Mais il y a l’ambiance, cette putain d’ambiance, ce monde pourri qui suinte et qui se mange les poux sur le crâne en pétant ses fayots de la veille. Il y a ce trio, Roland-Jake-L’homme en noir, sainte trinité dont il ne faudrait pas trop parler sous peine de divulgâcher comme un salaud. Il y a ce mélange des genres western-horreur-fantasy-post-apo toujours assez inédit aujourd’hui. Mais Le pistolero accuse parfois son grand âge de quadragénaire littéraire, dans ses archétypes, dans le discours mystique à deux balles qui plombe la fin, dans ses personnages féminins un peu mouais-bof (ceux qui ont lu la suite de la saga sauront pardonner cet errement de jeunesse). Pourtant, en tant que trip apocalyptique, travail d’ambiance et de décor, il vaut encore largement le coup. Et rien que parce qu’il est la porte d’entrée d’une des meilleures sagas de SFFF qui existe et qui gagne beaucoup à être relue, oui, lisez Le Pistolero.
Je dois aussi vous parler de la narration audio de Jacques Frantz. La voix de bonhomme bien grave c’est à la mode, et là ça va bien à l’ambiance de « lonesome cow-boy de fin du monde ». Mais Frantz a aussi une particularité ici, il joue beaucoup sur des sonorités trainantes dans les dialogues, il donne cette impression de personnages au bout du rouleau, qui laissent trainer les phrases dans une plainte continue. Au début ça fait un peu bizarre mais ça colle assez bien au délire. Je trouve toujours bizarre d’entendre dire « Rolante Deskaïn » à l’anglaise, je sais pas pourquoi ils ont fait ce choix. Je suis curieux de voir comment il s’en sort dans la suite qui est bien plus variée.

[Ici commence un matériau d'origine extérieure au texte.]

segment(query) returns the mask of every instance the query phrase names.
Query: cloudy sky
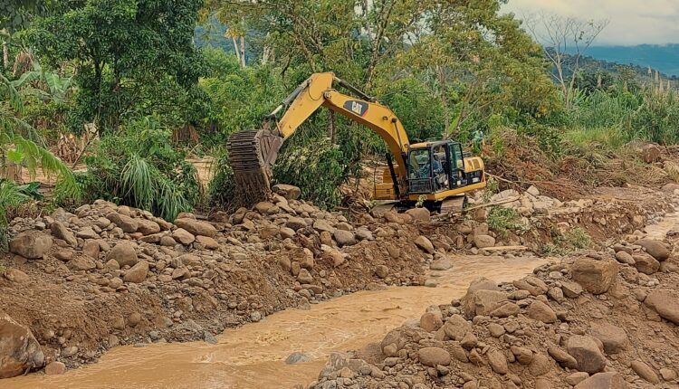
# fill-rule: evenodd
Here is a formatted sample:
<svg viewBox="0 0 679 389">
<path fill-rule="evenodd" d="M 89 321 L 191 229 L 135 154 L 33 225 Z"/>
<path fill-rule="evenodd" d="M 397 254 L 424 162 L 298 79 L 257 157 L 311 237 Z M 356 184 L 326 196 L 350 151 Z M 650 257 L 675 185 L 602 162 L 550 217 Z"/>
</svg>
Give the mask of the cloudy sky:
<svg viewBox="0 0 679 389">
<path fill-rule="evenodd" d="M 679 43 L 679 0 L 509 0 L 519 18 L 548 12 L 582 19 L 607 19 L 598 45 Z"/>
</svg>

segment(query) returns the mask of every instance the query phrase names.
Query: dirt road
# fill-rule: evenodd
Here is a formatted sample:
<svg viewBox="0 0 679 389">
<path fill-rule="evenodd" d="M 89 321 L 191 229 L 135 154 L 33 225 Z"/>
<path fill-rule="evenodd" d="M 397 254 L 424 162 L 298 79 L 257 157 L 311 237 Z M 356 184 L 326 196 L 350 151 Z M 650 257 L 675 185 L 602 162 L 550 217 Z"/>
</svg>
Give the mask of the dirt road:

Quel trip de replonger dans La tour sombre en audio, ce premier tome est toujours très à part, hybride, louche et envoutant. Il en rebutera certains, mais l’étape est nécessaire pour rentrer dans le cycle. Pourtant j’apprécie toujours autant cette traversée du désert chelou, quête absolue dans un monde mourant, qui ouvre les portes de l’entre-deux-mondes. Maintenant on est parti pour de bon, il ne reste plus qu’à tirer nos trois cartes.

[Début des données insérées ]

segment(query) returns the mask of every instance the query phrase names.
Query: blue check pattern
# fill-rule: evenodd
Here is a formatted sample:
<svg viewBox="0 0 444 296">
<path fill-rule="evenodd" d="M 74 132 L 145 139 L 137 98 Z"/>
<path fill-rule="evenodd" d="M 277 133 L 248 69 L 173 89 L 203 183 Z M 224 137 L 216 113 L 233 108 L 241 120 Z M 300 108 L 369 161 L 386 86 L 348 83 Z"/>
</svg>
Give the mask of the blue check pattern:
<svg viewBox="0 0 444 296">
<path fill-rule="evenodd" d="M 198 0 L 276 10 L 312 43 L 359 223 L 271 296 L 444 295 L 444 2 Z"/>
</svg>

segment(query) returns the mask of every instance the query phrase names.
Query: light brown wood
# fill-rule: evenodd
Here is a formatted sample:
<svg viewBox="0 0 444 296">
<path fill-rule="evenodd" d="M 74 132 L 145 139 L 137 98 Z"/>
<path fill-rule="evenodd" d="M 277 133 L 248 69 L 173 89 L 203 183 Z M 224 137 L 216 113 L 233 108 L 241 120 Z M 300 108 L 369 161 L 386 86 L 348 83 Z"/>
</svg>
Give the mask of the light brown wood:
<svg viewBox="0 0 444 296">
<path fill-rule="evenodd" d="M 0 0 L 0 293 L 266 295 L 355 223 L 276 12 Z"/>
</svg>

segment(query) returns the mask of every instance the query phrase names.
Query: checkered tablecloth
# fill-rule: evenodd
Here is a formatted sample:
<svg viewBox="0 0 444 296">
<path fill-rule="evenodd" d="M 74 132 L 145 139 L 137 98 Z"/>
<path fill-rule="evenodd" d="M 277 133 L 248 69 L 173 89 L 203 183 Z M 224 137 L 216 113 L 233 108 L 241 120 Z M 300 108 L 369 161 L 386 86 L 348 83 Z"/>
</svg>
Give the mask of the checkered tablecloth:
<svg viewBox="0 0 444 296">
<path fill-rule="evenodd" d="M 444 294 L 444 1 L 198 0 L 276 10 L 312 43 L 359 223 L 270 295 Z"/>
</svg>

Lire aussi l’avis de : Lorhkan, Vert (Nevertwhere), Lune (Un papillon dans la lune),
C’est exactement ça : un tome faible – en regard du reste -, bizarre, qui ne laisse pas vraiment présager de la suite, mais avec déjà une sacrée ambiance. Rien qu’à te lire je me revois le découvrir, quelle série.
Et cet incipit n’est pas quasi-mythique, il est complètement mythique !
Mais je trouve la relecture meilleure, parce que tu vois des foreshadowing un peu partout, des petits bouts de ce que ça va devenir.
Pour info King a révisé le bouquin (au début des années 2000 je crois) pour harmoniser l’ensemble, d’où un forehadowing encore plus flagrant par endroit ^^.
Sinon je l’aime beaucoup celui-là. Pas autant que Terres perdues (qui reste mon favori) mais il pose de bonnes bases et il garde une certaine singularité.